Cambodia is as flat as a pancake. If there were no trees on the roadside, you could look onto the land almost endlessly. The circumstances around the small secondary dirt roads that I mainly cycled on in the first days reminded me of Laos. No wealth but also no misery. It seemed like a society mainly living from farming and handicraft. Often it was not easy to find a place to sleep. As there were no trees and no hills, I was visible from everywhere and often people came to my tent just watching, or rather staring. This is of course understandable but the longer my trip lasted, the less nerves I had for situations like that. Being always the exotic brings a strong feeling of isolation.

n Southeast Asia old tires are a common material to construct bins. Or you fill them up with concrete, paint them red and white and you got a roadside-post. But this shop on my way to Angkor Wat and its creative tire-decorations where something unique.

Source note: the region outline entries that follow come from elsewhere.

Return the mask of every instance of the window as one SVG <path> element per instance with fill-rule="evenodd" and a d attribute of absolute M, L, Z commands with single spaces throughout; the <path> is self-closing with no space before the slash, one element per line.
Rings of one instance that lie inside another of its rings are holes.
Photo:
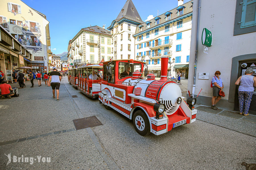
<path fill-rule="evenodd" d="M 111 45 L 111 40 L 110 38 L 108 39 L 108 45 Z"/>
<path fill-rule="evenodd" d="M 182 26 L 182 20 L 177 22 L 177 28 L 180 28 Z"/>
<path fill-rule="evenodd" d="M 94 45 L 90 45 L 90 52 L 94 52 Z"/>
<path fill-rule="evenodd" d="M 165 26 L 165 32 L 167 32 L 169 31 L 170 28 L 170 26 Z"/>
<path fill-rule="evenodd" d="M 146 34 L 146 38 L 149 38 L 149 33 Z"/>
<path fill-rule="evenodd" d="M 158 29 L 155 30 L 155 35 L 158 35 Z"/>
<path fill-rule="evenodd" d="M 180 56 L 176 57 L 175 63 L 180 63 Z"/>
<path fill-rule="evenodd" d="M 168 14 L 166 16 L 166 20 L 168 21 L 171 19 L 171 14 Z"/>
<path fill-rule="evenodd" d="M 182 33 L 180 33 L 177 34 L 177 40 L 180 40 L 181 39 Z"/>
<path fill-rule="evenodd" d="M 16 20 L 10 19 L 10 23 L 12 24 L 16 24 Z"/>
<path fill-rule="evenodd" d="M 181 44 L 177 45 L 176 46 L 176 51 L 181 51 Z"/>
<path fill-rule="evenodd" d="M 22 26 L 22 21 L 17 21 L 17 24 L 19 26 Z"/>

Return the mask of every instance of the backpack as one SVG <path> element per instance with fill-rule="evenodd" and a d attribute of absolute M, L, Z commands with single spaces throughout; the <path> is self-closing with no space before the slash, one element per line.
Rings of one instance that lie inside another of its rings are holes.
<path fill-rule="evenodd" d="M 35 73 L 33 73 L 33 75 L 34 75 L 34 76 L 33 77 L 33 79 L 36 79 L 36 75 L 35 74 Z"/>

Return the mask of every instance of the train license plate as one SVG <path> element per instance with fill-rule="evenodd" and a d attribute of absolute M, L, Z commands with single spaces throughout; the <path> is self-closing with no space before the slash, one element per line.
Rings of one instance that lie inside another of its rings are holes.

Angkor Wat was a special topic for me. I heard again and again that I shouldn’t skip that place. But to see it, I had to skip the Cardamom Mountains and the coastline, because six months is no eternity and there was not enough time to see both. Since December I struggled to make a decision but finally I rode for Angkor Wat, just convinced around fifty-one percent. So I stayed in a Hostel in Seam Reap (the city near Angkor Wat) but my plans changed the first evening. I started to feel terribly sick. The last days I had always eaten noodle soup for lunch in one of the few shops on the roadside, and the meat always came raw into the broth. Was it still too bloody I didn’t eat it, but it seemed that the broth was enough… food intoxication in a twelve bed dorm. I forgot about the money and changed to a single-room and after I few days I felt better. Then I paid the 37$ for the one-day Angkor Wat ticket and went to the temples at forty degrees. Well, it was interesting, but I don’t know If you “have” to see it. Sadly, you don’t get much information without a payed guide and it is extremely crowded. But when you can get excited by old stones, it’s the right thing for sure. Later I found out that the Cardamom Mountains are the last intact rainforest in Southeast Asia with a unique flora and fauna and very few tourists. Afterwards, I think it would have been the better decision to go there instead.

A few kilometres behind Seam Reap I made a stop at a temple occupied by monkeys. To look around, I had to leave the bike alone for a while. Therefore I had packed everything as monkey-save as possible, yet one of them was stealing some instant noodles when I came back. A second one sat on the handlebar of my bike. I tried to drive him off, but he only hissed at me maliciously. A hit with my bag in his nasty visage turned him away. The first of the following photos shows what it looks like when you come too close to a monkey with a camera.

Then, after only five weeks, my time in Cambodia was over. From Seam Reap I cycled a few days more through flat lands, always on the shoulder of the highways, heading to the border of Thailand. I had given up camping. One reason was that it was impossible to stay undisturbed, the second was that the border area to Thailand is the part of the country with the biggest threat by contact mines.